MLA for Cape Breton The Lakes
- In office 1999–2003
- Preceded by: Helen MacDonald
- Succeeded by: riding dissolved

Personal details
- Born: July 19, 1954 Bras d'Or, Nova Scotia, Canada
- Died: October 12, 2021 (aged 67) Bras d'Or, Nova Scotia, Canada
- Party: Liberal (1999–2003) Independent (2003)

= Brian Boudreau =

Canadian politician (1954–2021)

Brian Vincent Boudreau (July 19, 1954 – October 12, 2021) was a Canadian politician. He represented the electoral district of Cape Breton The Lakes in the Nova Scotia House of Assembly from 1999 to 2003. He was a member of the Nova Scotia Liberal Party.

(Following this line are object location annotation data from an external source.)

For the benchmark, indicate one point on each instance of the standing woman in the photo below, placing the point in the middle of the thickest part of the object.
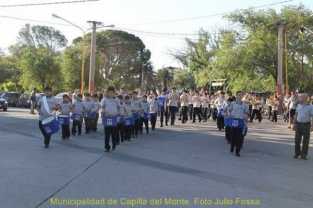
(110, 111)
(64, 117)
(46, 108)
(196, 100)
(275, 109)
(184, 102)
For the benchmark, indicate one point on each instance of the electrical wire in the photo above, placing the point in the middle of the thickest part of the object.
(45, 3)
(210, 15)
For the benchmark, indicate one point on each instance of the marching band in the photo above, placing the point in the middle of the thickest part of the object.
(125, 115)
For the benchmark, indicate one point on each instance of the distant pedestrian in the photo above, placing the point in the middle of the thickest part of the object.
(302, 126)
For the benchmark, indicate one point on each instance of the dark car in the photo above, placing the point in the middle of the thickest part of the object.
(24, 101)
(11, 98)
(3, 104)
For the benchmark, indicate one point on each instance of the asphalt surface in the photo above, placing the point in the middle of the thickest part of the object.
(183, 166)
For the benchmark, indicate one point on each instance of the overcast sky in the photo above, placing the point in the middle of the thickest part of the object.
(137, 16)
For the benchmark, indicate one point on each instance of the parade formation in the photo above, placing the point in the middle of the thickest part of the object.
(124, 115)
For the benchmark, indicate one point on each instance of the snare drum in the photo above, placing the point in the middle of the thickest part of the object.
(129, 121)
(64, 119)
(50, 125)
(109, 121)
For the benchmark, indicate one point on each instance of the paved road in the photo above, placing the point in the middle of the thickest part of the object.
(186, 163)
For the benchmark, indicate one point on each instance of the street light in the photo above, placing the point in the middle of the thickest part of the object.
(82, 83)
(92, 68)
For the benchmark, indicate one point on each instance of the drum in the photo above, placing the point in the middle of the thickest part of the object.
(64, 119)
(50, 125)
(108, 121)
(120, 119)
(76, 117)
(92, 115)
(136, 116)
(228, 122)
(146, 116)
(129, 121)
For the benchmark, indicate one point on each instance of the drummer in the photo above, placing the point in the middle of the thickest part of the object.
(46, 108)
(110, 110)
(65, 109)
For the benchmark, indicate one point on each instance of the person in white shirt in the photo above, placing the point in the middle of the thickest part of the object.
(153, 110)
(238, 111)
(196, 101)
(184, 102)
(205, 101)
(190, 104)
(145, 115)
(46, 108)
(173, 99)
(110, 112)
(220, 104)
(302, 126)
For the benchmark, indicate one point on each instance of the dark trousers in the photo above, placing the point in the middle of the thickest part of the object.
(236, 139)
(162, 114)
(214, 114)
(136, 128)
(274, 117)
(145, 122)
(77, 126)
(256, 113)
(228, 134)
(173, 111)
(196, 112)
(190, 109)
(167, 115)
(205, 111)
(302, 136)
(120, 133)
(110, 133)
(269, 112)
(153, 118)
(47, 137)
(94, 123)
(66, 131)
(88, 124)
(220, 122)
(184, 112)
(128, 132)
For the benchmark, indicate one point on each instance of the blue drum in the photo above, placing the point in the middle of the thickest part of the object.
(76, 117)
(64, 119)
(92, 115)
(109, 121)
(237, 123)
(50, 125)
(136, 116)
(228, 122)
(146, 116)
(129, 121)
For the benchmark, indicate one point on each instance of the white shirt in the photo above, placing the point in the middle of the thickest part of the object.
(304, 113)
(238, 110)
(110, 106)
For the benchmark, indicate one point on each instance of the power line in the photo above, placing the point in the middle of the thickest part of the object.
(45, 3)
(211, 15)
(32, 20)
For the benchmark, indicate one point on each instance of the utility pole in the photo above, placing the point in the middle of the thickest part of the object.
(280, 62)
(92, 68)
(93, 53)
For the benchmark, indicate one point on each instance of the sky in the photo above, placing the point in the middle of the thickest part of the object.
(144, 18)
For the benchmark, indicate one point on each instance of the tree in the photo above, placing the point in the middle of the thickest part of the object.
(41, 36)
(37, 56)
(40, 68)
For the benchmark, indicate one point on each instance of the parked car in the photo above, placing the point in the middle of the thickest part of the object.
(11, 98)
(3, 104)
(24, 101)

==Early life and municipal politics==
Born in 1954 at Bras d'Or, Nova Scotia, Boudreau served as a municipal councilor in Cape Breton County. In 1995, following municipal amalgamation, Boudreau was elected to council for the newly formed Cape Breton Regional Municipality, where he served as deputy mayor.

==Provincial politics==
Boudreau entered provincial politics in the 1999 election, defeating New Democrat incumbent Helen MacDonald by 101 votes in the Cape Breton The Lakes riding.

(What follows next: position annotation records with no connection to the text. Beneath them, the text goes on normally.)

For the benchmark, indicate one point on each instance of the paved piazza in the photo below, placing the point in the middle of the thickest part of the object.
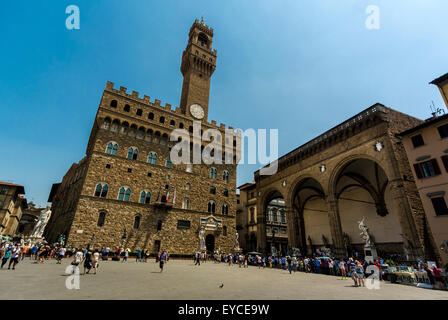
(182, 280)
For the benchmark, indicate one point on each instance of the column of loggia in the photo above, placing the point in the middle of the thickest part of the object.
(411, 240)
(339, 249)
(292, 230)
(261, 228)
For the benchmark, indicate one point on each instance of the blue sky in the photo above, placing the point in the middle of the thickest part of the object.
(299, 66)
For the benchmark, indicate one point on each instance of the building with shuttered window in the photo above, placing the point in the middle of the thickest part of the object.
(427, 149)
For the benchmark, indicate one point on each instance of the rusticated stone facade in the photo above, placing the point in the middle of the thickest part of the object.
(101, 199)
(357, 169)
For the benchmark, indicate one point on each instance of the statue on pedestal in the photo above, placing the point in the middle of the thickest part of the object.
(201, 239)
(369, 247)
(236, 245)
(365, 233)
(41, 223)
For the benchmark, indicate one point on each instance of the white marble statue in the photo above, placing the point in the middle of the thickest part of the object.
(236, 244)
(41, 223)
(365, 233)
(201, 238)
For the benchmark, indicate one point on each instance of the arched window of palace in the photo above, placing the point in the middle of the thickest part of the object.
(112, 148)
(225, 176)
(225, 209)
(101, 219)
(125, 194)
(186, 204)
(101, 190)
(145, 196)
(137, 221)
(169, 164)
(152, 158)
(132, 153)
(211, 207)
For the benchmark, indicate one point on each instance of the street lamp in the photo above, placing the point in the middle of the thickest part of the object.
(123, 237)
(272, 241)
(91, 242)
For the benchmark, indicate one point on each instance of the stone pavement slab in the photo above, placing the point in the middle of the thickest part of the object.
(182, 280)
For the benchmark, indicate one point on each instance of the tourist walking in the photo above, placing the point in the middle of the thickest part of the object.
(61, 254)
(197, 259)
(125, 256)
(163, 258)
(87, 262)
(6, 255)
(96, 260)
(15, 255)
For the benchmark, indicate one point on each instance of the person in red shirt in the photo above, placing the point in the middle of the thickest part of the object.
(379, 269)
(438, 277)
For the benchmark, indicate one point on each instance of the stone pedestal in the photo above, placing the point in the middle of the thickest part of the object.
(370, 254)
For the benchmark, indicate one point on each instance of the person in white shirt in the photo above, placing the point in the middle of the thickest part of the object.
(77, 258)
(15, 255)
(61, 254)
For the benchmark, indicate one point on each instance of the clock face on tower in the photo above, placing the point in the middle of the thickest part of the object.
(197, 111)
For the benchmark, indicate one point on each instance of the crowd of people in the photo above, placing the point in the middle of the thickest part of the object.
(355, 269)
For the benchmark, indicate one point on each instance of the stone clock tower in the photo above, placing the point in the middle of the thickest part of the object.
(198, 64)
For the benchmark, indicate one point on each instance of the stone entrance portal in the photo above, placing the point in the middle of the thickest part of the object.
(210, 242)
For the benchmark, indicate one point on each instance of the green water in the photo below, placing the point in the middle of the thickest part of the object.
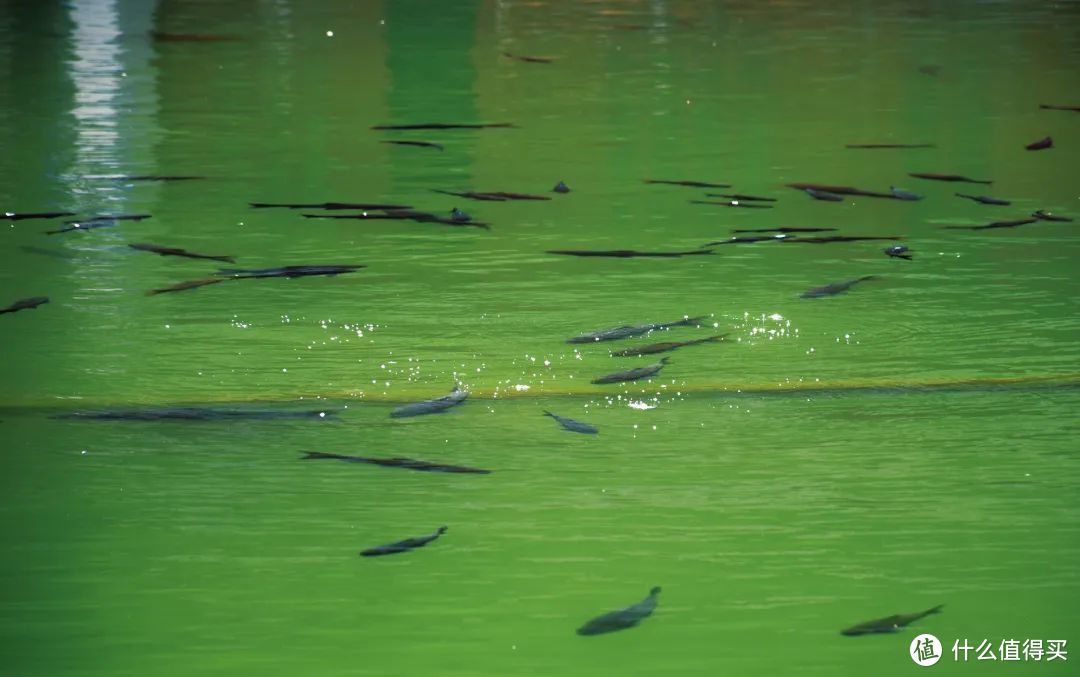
(908, 444)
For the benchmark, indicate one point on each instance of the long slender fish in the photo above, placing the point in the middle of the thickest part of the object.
(985, 200)
(783, 229)
(889, 624)
(868, 146)
(629, 330)
(628, 253)
(177, 252)
(632, 375)
(689, 184)
(623, 618)
(1047, 216)
(741, 197)
(442, 125)
(25, 303)
(431, 406)
(1013, 224)
(827, 239)
(403, 546)
(665, 346)
(733, 203)
(836, 287)
(15, 216)
(329, 205)
(397, 462)
(948, 177)
(417, 144)
(570, 424)
(196, 414)
(528, 59)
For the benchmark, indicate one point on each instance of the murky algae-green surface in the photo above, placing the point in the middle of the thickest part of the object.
(907, 444)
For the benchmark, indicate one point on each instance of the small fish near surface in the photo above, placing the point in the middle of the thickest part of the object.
(1047, 216)
(396, 462)
(403, 546)
(25, 303)
(15, 216)
(632, 375)
(985, 200)
(1042, 144)
(956, 178)
(570, 424)
(628, 330)
(528, 59)
(177, 252)
(995, 225)
(628, 253)
(898, 252)
(431, 406)
(416, 144)
(836, 287)
(688, 184)
(888, 624)
(666, 346)
(622, 619)
(445, 125)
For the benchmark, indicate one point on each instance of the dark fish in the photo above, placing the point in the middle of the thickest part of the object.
(82, 226)
(740, 197)
(491, 195)
(1052, 107)
(1013, 224)
(948, 177)
(431, 406)
(417, 144)
(194, 414)
(570, 424)
(827, 239)
(176, 252)
(889, 624)
(396, 462)
(628, 330)
(745, 240)
(823, 194)
(690, 184)
(190, 284)
(441, 125)
(903, 194)
(662, 348)
(626, 253)
(13, 216)
(733, 203)
(332, 205)
(891, 146)
(836, 287)
(25, 303)
(898, 252)
(117, 217)
(288, 271)
(1047, 216)
(632, 375)
(985, 200)
(528, 59)
(840, 190)
(403, 546)
(623, 618)
(783, 229)
(1042, 144)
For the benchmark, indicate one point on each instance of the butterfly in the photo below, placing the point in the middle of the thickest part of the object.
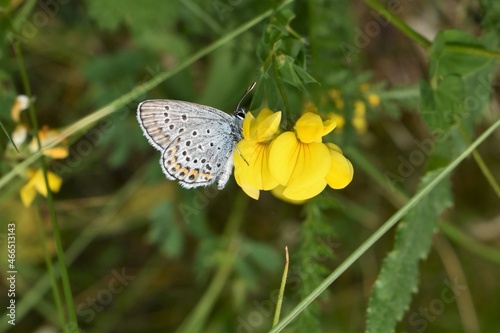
(196, 141)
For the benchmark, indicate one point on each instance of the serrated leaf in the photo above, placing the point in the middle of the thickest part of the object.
(398, 279)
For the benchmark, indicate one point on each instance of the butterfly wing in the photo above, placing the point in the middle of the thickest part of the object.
(196, 141)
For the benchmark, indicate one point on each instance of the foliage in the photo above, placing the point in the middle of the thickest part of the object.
(135, 250)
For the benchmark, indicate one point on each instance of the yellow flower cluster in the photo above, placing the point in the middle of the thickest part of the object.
(35, 179)
(295, 165)
(359, 115)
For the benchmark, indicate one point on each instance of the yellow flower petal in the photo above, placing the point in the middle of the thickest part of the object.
(341, 171)
(39, 182)
(309, 128)
(28, 194)
(278, 193)
(21, 103)
(373, 99)
(329, 125)
(20, 134)
(56, 152)
(294, 163)
(263, 128)
(339, 120)
(304, 192)
(247, 124)
(250, 191)
(251, 162)
(267, 125)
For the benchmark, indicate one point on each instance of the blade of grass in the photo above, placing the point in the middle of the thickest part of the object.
(381, 231)
(84, 123)
(8, 136)
(279, 303)
(196, 319)
(50, 200)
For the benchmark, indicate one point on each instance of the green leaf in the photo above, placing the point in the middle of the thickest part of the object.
(440, 105)
(456, 52)
(110, 14)
(398, 279)
(164, 232)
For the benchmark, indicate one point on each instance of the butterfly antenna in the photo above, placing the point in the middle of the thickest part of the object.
(243, 157)
(245, 95)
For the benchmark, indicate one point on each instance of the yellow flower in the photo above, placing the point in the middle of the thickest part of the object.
(359, 115)
(251, 156)
(303, 164)
(296, 165)
(21, 103)
(46, 136)
(36, 183)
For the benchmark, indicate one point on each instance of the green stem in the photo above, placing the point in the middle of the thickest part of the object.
(78, 127)
(52, 274)
(276, 75)
(472, 50)
(50, 200)
(381, 231)
(196, 319)
(480, 162)
(279, 303)
(398, 23)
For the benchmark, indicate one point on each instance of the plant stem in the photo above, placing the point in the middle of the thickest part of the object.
(73, 323)
(398, 23)
(381, 231)
(195, 320)
(78, 127)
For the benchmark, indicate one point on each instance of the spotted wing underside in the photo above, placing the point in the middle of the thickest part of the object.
(196, 140)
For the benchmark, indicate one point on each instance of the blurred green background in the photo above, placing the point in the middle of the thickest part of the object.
(145, 255)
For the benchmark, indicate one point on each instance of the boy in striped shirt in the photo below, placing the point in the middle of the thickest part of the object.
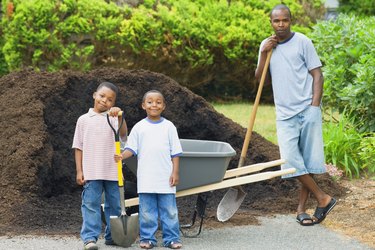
(96, 169)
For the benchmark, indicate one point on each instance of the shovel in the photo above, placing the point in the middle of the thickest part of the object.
(234, 197)
(124, 229)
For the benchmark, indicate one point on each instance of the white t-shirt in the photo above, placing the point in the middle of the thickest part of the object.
(292, 83)
(154, 144)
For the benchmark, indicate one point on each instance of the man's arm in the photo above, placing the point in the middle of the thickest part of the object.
(318, 81)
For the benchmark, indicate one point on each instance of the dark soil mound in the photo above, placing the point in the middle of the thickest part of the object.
(39, 111)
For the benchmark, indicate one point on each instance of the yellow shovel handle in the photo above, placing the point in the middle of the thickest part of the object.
(119, 166)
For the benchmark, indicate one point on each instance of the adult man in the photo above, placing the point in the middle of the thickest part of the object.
(297, 83)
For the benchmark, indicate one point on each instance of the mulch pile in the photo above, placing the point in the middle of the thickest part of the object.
(38, 114)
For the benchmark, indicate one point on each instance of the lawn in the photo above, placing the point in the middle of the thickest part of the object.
(264, 124)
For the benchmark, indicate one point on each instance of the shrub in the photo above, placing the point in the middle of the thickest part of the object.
(347, 49)
(345, 147)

In 2002, Boudreau's riding was eliminated following redistribution and he announced his intention to seek the Liberal nomination in the new Victoria-The Lakes riding. On March 29, 2003, Boudreau was defeated for the nomination by Victoria County Warden Gerald Sampson. On April 2, Boudreau quit the Liberal caucus to sit as an independent. On April 14, Boudreau announced that he would seek re-election in the 2003 election, running as an independent candidate in Victoria-The Lakes. On election night, Sampson won the seat, defeating Progressive Conservative Keith Bain by 248 votes, with Boudreau finishing fourth. He died on October 12, 2021, at the age of 67.